Oud-bestuurder in de gezondheidszorg Pleun Eikelboom reageerde (RD 12-8) op mijn column (RD 24-7) over verschraling van de zorg. Graag zet ik enkele misverstanden recht.
Over wooncentra voor ouderen of de bejaardenhuizen van de vorige eeuw heb ik het niet in mijn schrijfsel, maar over het Zorgakkoord dat minister Helder voor Langdurige Zorg recent presenteerde. Daar ben ik oprecht verontrust over. De zorgkosten rijzen de pan uit. Er moet echt gesneden worden. De overheid kan niet alles voor ons oplossen. Denk na over wat je zelf kunt doen. Dat is de boodschap uit Den Haag.
De vergrijzing is een feit. We worden gemiddeld ouder dan generaties voor ons. De prognose is dat een op de twee nieuwgeborenen eeuweling wordt. Vroegtijdig sterven is drastisch teruggedrongen door almaar betere medische zorg, minder zwaar fysiek werk, goede hygiëne en gezondere voeding. De levensverwachting is deels genetisch bepaald, maar hangt nog meer af van onze levenswijze (voldoende bewegen, gezond eten, enzovoort). Medici weten veel problemen voor ons op te lossen. We houden de dood lang op afstand, maar eens bereiken we de grens. Mijn opponent stelt terecht de vraag of we ook een keer durven stoppen met behandelingen. De ruimte laat het niet toe daar zorgvuldig op in te gaan. We hebben het dan over de kwaliteit en zin(loosheid) van verder leven. Het moet maar dichtbij komen…
Hoge werkdruk
Het spreekt niet vanzelf dat we allemaal oud worden en gezond blijven. Dementie verslaat haar duizenden. Gaat dat onveranderd door, dan neemt de zorgvraag in de nabije toekomst eerder toe dan af. Er zullen meer plaatsen in verpleeghuizen nodig zijn. Dat wil de minister juist niet. Zorgaanbieders krijgen minder budget per cliënt te besteden. Dat raakt de kwaliteit van wat geboden wordt. Minder handen aan het bed moeten meer doen.

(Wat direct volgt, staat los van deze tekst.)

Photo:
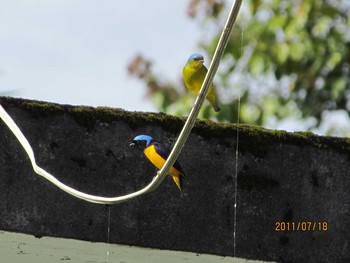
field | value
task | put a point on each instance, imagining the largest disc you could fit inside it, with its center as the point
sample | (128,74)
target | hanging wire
(161,175)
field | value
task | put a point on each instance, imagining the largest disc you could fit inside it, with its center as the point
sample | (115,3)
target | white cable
(161,175)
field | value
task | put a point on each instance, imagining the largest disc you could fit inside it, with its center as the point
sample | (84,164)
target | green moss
(252,139)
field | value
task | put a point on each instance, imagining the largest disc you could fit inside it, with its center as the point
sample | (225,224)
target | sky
(77,51)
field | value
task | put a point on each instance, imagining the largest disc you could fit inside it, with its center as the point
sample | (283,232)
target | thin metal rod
(156,181)
(186,130)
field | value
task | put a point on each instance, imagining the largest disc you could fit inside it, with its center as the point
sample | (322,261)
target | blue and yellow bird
(157,153)
(194,73)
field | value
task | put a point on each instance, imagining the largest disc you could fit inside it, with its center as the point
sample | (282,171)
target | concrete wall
(289,177)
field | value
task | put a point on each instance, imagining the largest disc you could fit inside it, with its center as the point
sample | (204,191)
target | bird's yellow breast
(158,160)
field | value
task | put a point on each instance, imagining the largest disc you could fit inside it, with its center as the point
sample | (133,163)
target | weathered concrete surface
(290,177)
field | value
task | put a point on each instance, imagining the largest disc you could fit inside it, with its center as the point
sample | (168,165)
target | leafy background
(287,61)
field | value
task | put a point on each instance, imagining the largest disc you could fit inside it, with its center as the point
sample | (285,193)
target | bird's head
(195,60)
(141,141)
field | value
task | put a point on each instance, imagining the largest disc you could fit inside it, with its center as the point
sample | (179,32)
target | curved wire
(162,173)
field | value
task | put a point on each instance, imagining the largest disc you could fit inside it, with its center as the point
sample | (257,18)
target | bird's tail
(178,180)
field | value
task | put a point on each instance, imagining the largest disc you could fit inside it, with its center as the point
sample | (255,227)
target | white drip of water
(108,233)
(236,165)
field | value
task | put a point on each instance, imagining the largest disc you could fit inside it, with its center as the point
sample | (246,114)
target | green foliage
(285,58)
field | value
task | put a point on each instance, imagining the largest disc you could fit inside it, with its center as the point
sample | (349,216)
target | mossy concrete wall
(282,177)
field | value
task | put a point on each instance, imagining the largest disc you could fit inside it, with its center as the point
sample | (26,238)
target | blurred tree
(285,59)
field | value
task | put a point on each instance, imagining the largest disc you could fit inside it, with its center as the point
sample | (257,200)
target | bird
(157,154)
(194,73)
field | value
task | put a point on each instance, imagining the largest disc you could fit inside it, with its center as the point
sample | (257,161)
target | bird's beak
(200,59)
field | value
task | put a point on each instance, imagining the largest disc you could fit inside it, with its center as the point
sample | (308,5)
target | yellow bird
(194,73)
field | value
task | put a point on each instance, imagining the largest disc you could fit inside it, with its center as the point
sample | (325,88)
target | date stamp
(301,226)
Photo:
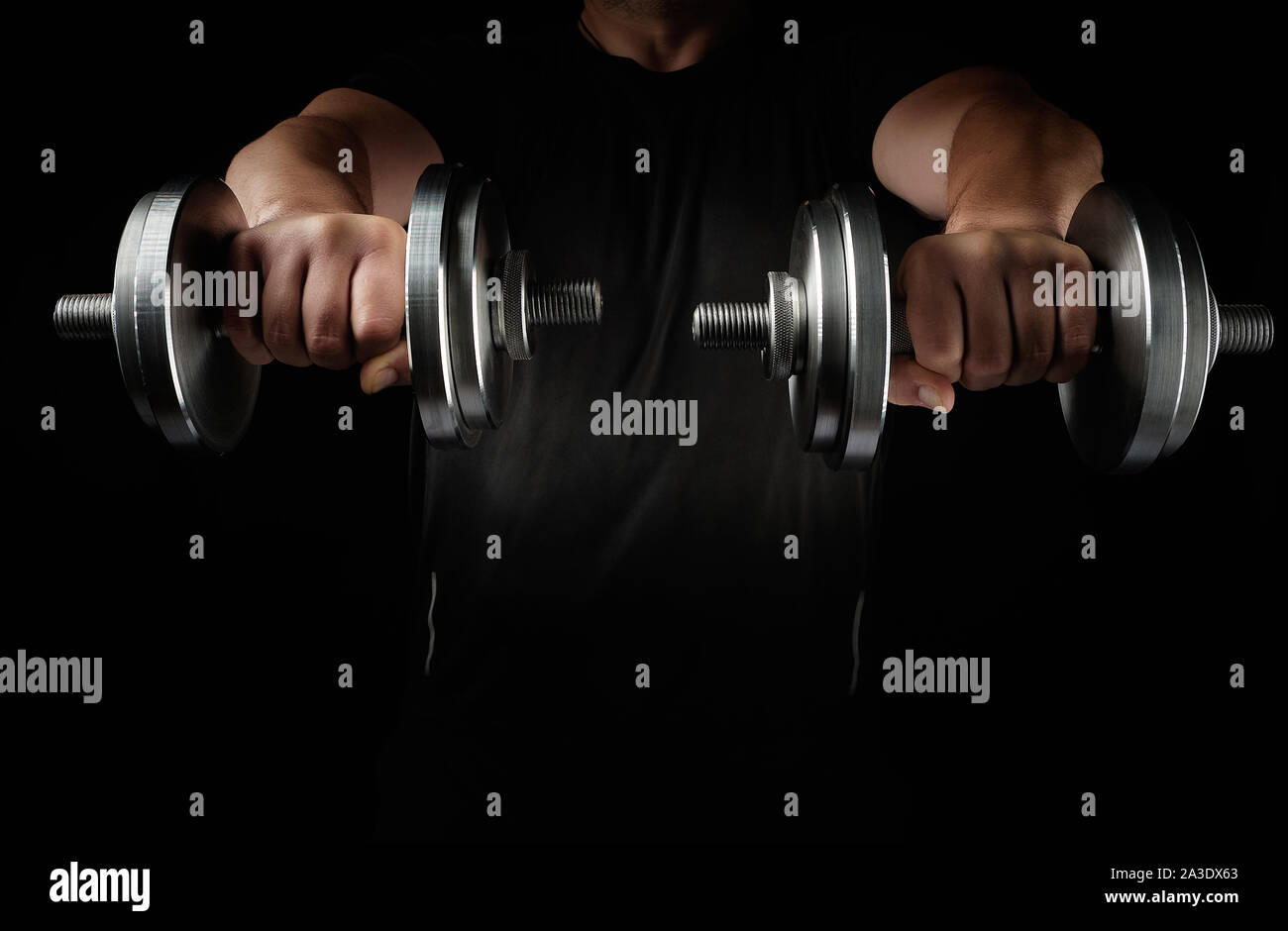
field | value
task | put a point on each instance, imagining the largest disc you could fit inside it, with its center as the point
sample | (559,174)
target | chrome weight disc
(183,378)
(1122,407)
(838,262)
(456,236)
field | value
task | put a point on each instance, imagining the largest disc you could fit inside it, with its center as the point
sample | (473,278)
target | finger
(932,310)
(244,331)
(988,333)
(391,367)
(913,385)
(325,312)
(283,290)
(1034,331)
(1076,330)
(377,296)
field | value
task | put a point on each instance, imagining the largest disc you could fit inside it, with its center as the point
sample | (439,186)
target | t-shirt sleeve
(880,68)
(423,77)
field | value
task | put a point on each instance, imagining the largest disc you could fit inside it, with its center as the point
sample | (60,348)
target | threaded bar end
(732,325)
(1245,329)
(566,303)
(84,317)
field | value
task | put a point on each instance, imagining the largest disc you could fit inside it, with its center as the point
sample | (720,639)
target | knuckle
(988,363)
(370,329)
(1077,338)
(329,349)
(382,233)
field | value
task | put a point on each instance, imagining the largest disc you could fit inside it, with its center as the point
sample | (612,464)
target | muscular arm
(1014,159)
(330,245)
(294,167)
(1017,168)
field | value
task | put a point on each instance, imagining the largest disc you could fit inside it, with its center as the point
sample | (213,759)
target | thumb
(911,384)
(391,367)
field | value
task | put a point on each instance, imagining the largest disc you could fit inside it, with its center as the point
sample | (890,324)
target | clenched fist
(331,295)
(973,320)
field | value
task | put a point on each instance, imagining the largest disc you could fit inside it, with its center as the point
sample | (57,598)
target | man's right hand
(331,294)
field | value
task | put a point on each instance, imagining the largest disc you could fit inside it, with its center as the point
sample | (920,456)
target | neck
(661,35)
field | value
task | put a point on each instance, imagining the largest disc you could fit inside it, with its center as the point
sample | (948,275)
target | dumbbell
(472,304)
(829,326)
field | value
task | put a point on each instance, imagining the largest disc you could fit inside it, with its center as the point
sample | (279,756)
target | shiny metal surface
(1201,323)
(868,327)
(462,335)
(196,389)
(1122,406)
(429,257)
(480,239)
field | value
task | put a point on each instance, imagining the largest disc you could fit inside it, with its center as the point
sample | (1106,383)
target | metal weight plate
(184,381)
(838,261)
(1122,406)
(868,333)
(483,372)
(1201,335)
(455,233)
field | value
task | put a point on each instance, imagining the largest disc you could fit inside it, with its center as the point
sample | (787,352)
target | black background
(1109,676)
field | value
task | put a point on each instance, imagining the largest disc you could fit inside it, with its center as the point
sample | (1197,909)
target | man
(664,644)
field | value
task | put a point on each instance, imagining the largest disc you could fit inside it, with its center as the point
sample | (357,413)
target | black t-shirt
(618,552)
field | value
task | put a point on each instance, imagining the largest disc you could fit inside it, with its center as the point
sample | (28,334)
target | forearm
(1018,162)
(295,167)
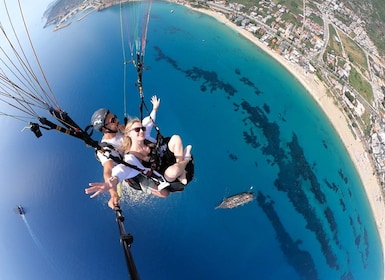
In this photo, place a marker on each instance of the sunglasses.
(137, 129)
(114, 119)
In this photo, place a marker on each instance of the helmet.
(98, 118)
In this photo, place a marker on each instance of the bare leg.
(176, 146)
(177, 169)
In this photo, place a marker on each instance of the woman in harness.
(173, 162)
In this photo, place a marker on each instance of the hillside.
(373, 13)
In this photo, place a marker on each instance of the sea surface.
(251, 124)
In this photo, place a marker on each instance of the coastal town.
(325, 39)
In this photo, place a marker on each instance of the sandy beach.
(318, 91)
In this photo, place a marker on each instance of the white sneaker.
(163, 185)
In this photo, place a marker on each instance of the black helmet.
(98, 118)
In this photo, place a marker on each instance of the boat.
(20, 210)
(236, 200)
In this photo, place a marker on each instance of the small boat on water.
(20, 210)
(236, 200)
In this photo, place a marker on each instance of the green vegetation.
(333, 44)
(316, 19)
(355, 53)
(373, 13)
(361, 86)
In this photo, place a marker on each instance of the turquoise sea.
(250, 123)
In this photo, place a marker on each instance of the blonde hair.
(127, 142)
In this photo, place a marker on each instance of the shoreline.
(318, 91)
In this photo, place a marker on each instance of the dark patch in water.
(294, 170)
(343, 177)
(299, 259)
(266, 108)
(211, 81)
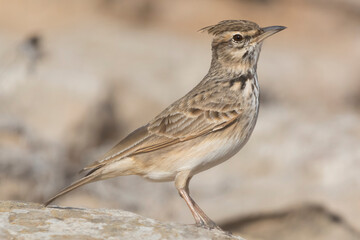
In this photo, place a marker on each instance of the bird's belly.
(195, 155)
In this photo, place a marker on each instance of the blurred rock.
(298, 223)
(32, 221)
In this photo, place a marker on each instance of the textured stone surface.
(32, 221)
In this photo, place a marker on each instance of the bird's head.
(236, 44)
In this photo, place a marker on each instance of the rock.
(32, 221)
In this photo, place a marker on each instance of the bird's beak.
(268, 31)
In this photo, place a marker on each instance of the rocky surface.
(29, 221)
(77, 76)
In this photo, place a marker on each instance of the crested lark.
(200, 130)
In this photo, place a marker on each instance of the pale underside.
(190, 135)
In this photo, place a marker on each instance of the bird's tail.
(100, 172)
(87, 179)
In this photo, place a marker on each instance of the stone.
(32, 221)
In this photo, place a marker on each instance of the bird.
(200, 130)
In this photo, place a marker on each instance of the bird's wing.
(175, 124)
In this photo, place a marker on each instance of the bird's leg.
(182, 184)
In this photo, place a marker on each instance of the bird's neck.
(221, 69)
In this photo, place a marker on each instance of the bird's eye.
(237, 37)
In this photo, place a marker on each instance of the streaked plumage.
(200, 130)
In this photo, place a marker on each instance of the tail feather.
(87, 179)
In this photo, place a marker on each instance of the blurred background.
(77, 76)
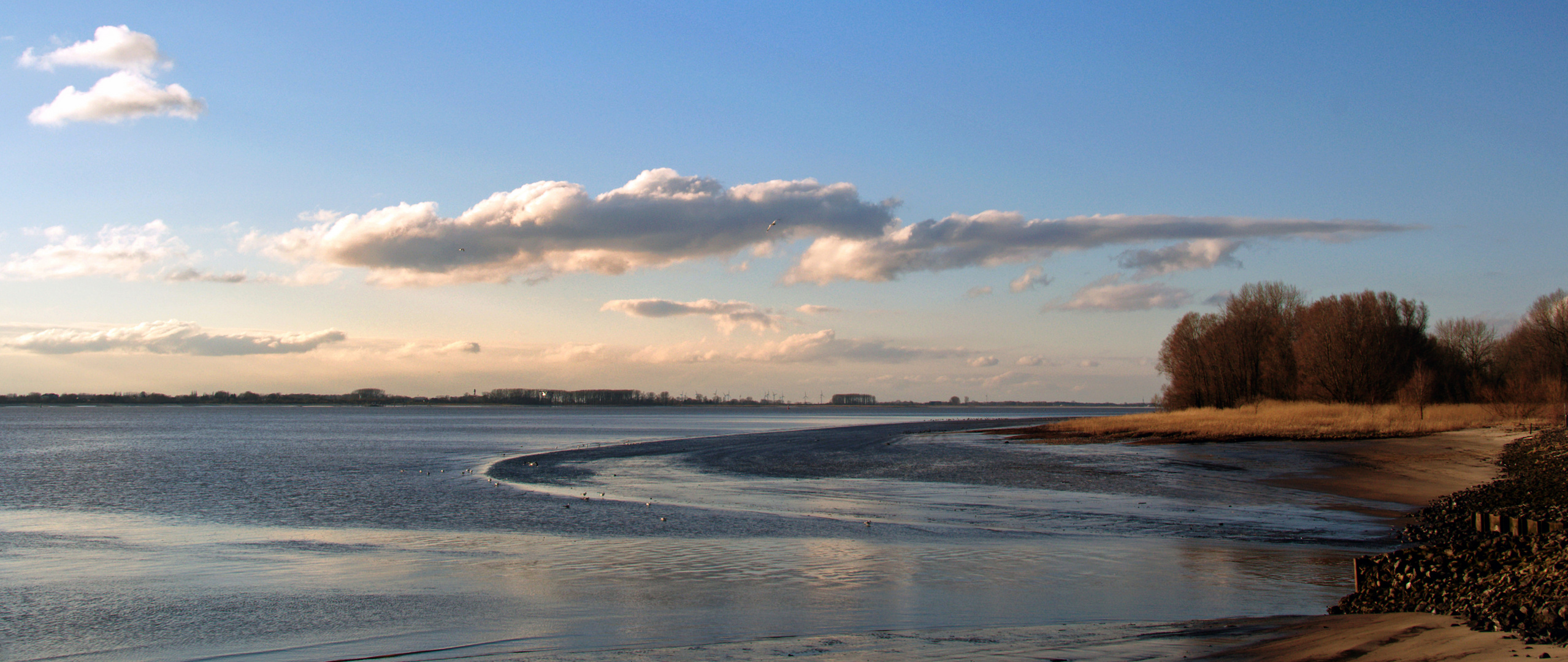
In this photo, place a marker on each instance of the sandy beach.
(1404, 473)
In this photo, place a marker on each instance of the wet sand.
(1404, 471)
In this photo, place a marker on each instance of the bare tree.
(1465, 357)
(1360, 347)
(1242, 354)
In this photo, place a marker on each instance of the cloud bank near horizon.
(171, 338)
(727, 314)
(553, 228)
(992, 239)
(124, 94)
(662, 217)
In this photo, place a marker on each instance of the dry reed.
(1280, 421)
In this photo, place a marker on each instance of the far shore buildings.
(854, 399)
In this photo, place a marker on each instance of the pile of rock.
(1493, 581)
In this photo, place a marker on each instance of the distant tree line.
(369, 397)
(1371, 347)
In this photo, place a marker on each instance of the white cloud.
(189, 275)
(1111, 294)
(429, 350)
(112, 48)
(171, 338)
(1031, 278)
(120, 251)
(1012, 379)
(549, 228)
(1200, 253)
(1001, 237)
(660, 219)
(827, 347)
(572, 352)
(124, 94)
(727, 314)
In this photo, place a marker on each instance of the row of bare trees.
(1371, 347)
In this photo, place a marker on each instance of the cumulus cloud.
(117, 97)
(549, 228)
(727, 314)
(827, 347)
(112, 48)
(171, 338)
(1111, 294)
(1200, 253)
(124, 94)
(1031, 278)
(120, 251)
(1001, 237)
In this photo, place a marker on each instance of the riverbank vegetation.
(1272, 366)
(1275, 419)
(1369, 349)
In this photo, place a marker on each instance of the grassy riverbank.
(1272, 421)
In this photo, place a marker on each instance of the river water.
(319, 534)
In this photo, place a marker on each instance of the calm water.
(316, 534)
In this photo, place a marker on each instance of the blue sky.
(1335, 146)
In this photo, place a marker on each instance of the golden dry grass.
(1282, 421)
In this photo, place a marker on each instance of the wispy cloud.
(171, 338)
(121, 251)
(124, 94)
(193, 275)
(549, 228)
(1200, 253)
(827, 347)
(727, 314)
(1035, 276)
(1111, 294)
(1001, 237)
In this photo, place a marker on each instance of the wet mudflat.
(330, 534)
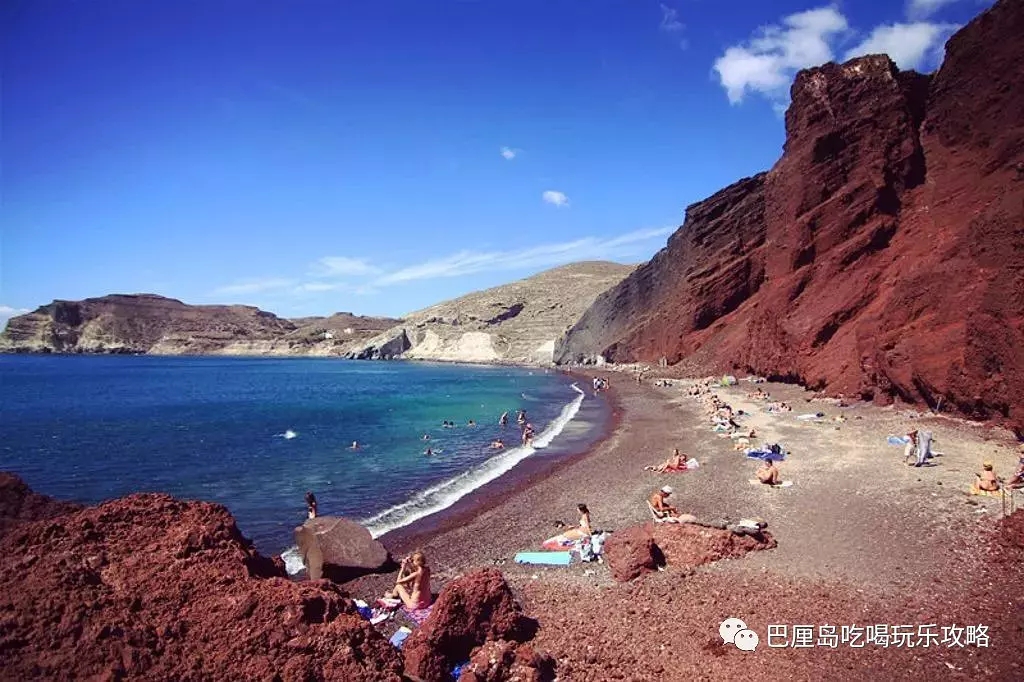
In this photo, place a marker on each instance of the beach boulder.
(338, 549)
(505, 662)
(153, 588)
(643, 548)
(469, 611)
(688, 545)
(18, 503)
(632, 552)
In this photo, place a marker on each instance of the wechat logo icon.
(734, 631)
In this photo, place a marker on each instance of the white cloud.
(255, 286)
(915, 45)
(555, 198)
(768, 61)
(670, 19)
(7, 311)
(925, 8)
(343, 266)
(629, 247)
(468, 262)
(317, 287)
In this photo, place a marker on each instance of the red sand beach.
(862, 540)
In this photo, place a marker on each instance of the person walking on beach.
(413, 584)
(659, 503)
(527, 434)
(584, 529)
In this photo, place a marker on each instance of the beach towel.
(417, 615)
(398, 638)
(765, 455)
(545, 558)
(784, 483)
(558, 543)
(985, 494)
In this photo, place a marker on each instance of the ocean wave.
(445, 494)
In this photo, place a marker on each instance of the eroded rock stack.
(882, 257)
(150, 587)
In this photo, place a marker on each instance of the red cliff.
(882, 256)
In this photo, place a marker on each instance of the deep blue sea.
(256, 433)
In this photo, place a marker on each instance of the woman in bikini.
(582, 530)
(413, 586)
(678, 462)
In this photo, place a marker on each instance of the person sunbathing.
(413, 585)
(675, 463)
(768, 473)
(658, 502)
(987, 480)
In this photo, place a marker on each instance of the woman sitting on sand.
(413, 585)
(768, 473)
(584, 529)
(678, 462)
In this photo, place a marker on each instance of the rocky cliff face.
(150, 324)
(883, 256)
(153, 588)
(515, 323)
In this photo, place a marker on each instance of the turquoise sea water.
(256, 433)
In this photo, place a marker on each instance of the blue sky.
(314, 156)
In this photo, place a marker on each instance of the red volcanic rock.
(631, 553)
(468, 612)
(148, 587)
(1007, 544)
(507, 662)
(18, 503)
(640, 549)
(688, 545)
(883, 256)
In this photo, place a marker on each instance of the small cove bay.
(255, 434)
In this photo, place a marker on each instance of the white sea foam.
(445, 494)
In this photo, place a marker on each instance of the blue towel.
(549, 558)
(398, 638)
(765, 455)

Het kabinet wil ook niet dat meer dan een op de zes werknemers zijn brood verdient in de zorg. Momenteel is werken in deze sector voor velen al onaantrekkelijk. Er wordt geklaagd over hoge werkdruk, beloning die niet navenant is, slechte aansturing en dito arbeidsvoorwaarden. Maar vooral over de administratieve rompslomp, een gevolg van het feit dat zorgverleners zich uitvoerig moeten verantwoorden voor de geleverde prestaties. Zo is het vastgelegd in de Zorgverzekeringswet. Daardoor is er te weinig tijd voor echte patiëntenzorg en om nieuwe krachten in te werken en stagiaires te begeleiden. Burn-out, fysieke en mentale klachten zijn dan ook geen zeldzaam fenomeen in deze beroepsgroep. De hoge uitstroom houdt daarmee wellicht verband.
Sociaal vangnet
Kan het anders? Ik wraakte in mijn column het teveel aan organisatie, administratie, management en alles wat ten koste gaat van het eigenlijke werk en de onvrede voedt. Ook een beroep doen op naasten in en buiten de familie gaat de problemen niet oplossen. Er zijn al miljoenen mantelzorgers actief. Een aanzienlijk deel van hen is overbelast. Wordt dat niet aangepakt, dan lopen de zorgkosten alleen maar verder op.
Ouderen die voor ouderen moeten gaan zorgen, is evenmin een oplossing. Een andere minister vindt immers dat gezonde ouderen langer betaald werk moeten blijven doen. Tegelijk zijn velen oppasgrootouder. Komt daar nog intensieve zorg voor de eigen ouders of anderen bij, dan laat het vervolg zich raden.
Bouw dan ook nog eens een goed sociaal netwerk op, wat mijn opponent aanmoedigt. Maar als ouderenzorg verder wordt afgebouwd en verpleeghuizen als hospice gaan functioneren, groeit een zorgende generatie zonder sociaal vangnet op. Omdat men geen tijd heeft om zo’n vangnet op te bouwen en om naar mensen buiten de eigen familie om te zien. Die waarschuwing probeerde ik in mijn column door te geven. Zal het Zorgplan van minister Helder onbedoeld de vraag naar euthanasie aanmoedigen…?
De auteur is hervormd emeritus predikant.